Optimizing Our Data Lakehouse with Presto: A Strategic Transformation Project

    This is a guest post from Yahya Elhag Elemam, Director of Big Data and Analytics at Zain Sudan

    Our data journey – from Cloudera to Data Lakehouse

    Zain Sudan is a mobile phone operator in Sudan (and was the first mobile phone operator in Sudan when it started in 1996!), and part of the Zain Group. Today, there are over 11M subscribers and a number of internal analysts to support in everyday business use cases.

    For several years, we operated our data lakehouse using Cloudera, which provided a stable foundation but presented challenges in data operations and lacked support for real-time analytics.

    Our technology stack included HDFS, Hive, HBase, Impala, Oozie, and Hue, with Tableau serving as our primary visualization tool. Initially, we connected Tableau to Impala, but this setup led to significant issues related to data synchronization, requiring manual metadata refreshes and delivering suboptimal performance.

    To address these challenges, we introduced an RDBMS (PostgreSQL) to store summary data, which improved data consistency and performance. However, maintaining synchronization between PostgreSQL and the data lake added operational complexity.

    Strategic Vision: EDT

    (Easy Operation, Data Accuracy and TCO Reduction)

    Following an extensive evaluation of our technology stack and total platform cost, we conducted thorough research and testing of alternative solutions. This led us to define a strategic vision for our analytics platform, centered on three key objectives:

    • Easy Operation: Streamlining data management and reducing operational overhead.
    • Data Accuracy: Ensuring data integrity and synchronization across all systems.
    • TCO Reduction: Optimizing costs while maintaining high performance and scalability.

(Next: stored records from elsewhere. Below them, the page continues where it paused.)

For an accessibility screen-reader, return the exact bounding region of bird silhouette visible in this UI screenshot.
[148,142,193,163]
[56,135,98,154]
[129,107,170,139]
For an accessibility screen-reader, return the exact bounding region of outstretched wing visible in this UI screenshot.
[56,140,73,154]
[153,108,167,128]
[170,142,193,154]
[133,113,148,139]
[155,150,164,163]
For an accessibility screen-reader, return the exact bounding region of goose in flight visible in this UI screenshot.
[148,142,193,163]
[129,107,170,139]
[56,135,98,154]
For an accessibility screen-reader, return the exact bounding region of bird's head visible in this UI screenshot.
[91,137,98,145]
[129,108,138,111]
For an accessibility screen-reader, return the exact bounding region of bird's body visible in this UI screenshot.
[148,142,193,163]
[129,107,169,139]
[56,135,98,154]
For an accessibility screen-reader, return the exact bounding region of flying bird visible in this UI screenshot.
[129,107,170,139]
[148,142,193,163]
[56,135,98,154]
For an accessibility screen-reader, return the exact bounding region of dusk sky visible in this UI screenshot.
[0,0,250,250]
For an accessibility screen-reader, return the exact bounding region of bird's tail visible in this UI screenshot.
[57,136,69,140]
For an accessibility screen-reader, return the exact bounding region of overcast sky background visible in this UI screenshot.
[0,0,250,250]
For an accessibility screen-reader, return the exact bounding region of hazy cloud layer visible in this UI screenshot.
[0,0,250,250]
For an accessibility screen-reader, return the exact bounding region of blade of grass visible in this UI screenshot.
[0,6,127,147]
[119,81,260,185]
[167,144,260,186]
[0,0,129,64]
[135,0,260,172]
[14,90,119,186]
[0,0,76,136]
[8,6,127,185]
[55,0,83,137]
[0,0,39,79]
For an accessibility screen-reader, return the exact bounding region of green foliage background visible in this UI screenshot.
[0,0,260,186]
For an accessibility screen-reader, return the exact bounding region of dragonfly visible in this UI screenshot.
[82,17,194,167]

    Re-Architecting Our Data Lakehouse

    After conducting multiple proof-of-concept (PoC) evaluations, we adopted the following architecture which is built on open-source:

    • ETL Processing: Apache NiFi
    • Data Storage: Apache Hadoop
    • Table Format: Apache Iceberg
    • Data Transformation: Apache Spark
    • Orchestration & Scheduling: Apache Airflow
    • Analytics Query Engine: Presto to support all Visualization & Querying Tools
    • BI dashboards & BI self-service: Apache Superset
    • Data exploration: Apache Hue
    • Central analytics notebook: JupyterLab
    • Interactive data science workflows: Apache Zeppelin

    Key Achievements with This Architecture

    By implementing this architecture, we successfully:

    • Established a unified data lakehouse solution
    • Enabled BI self-service analytics through Presto
    • Delivered real-time use cases, such as real-time revenue reporting, real-time products monitoring, etc.
    • Zero license platform

    Presto’s Impact on Our Analytics Platform

    Presto was deployed with seven worker nodes and two coordinators, providing a stable and high-performance environment.

    The majority of queries now execute within one second, demonstrating significant performance improvements.

    Without Presto, direct connectivity between our visualization tools and the data lakehouse would have been impossible. Presto has been instrumental in elevating our analytics platform to the next level, providing a scalable and efficient solution for our growing data needs.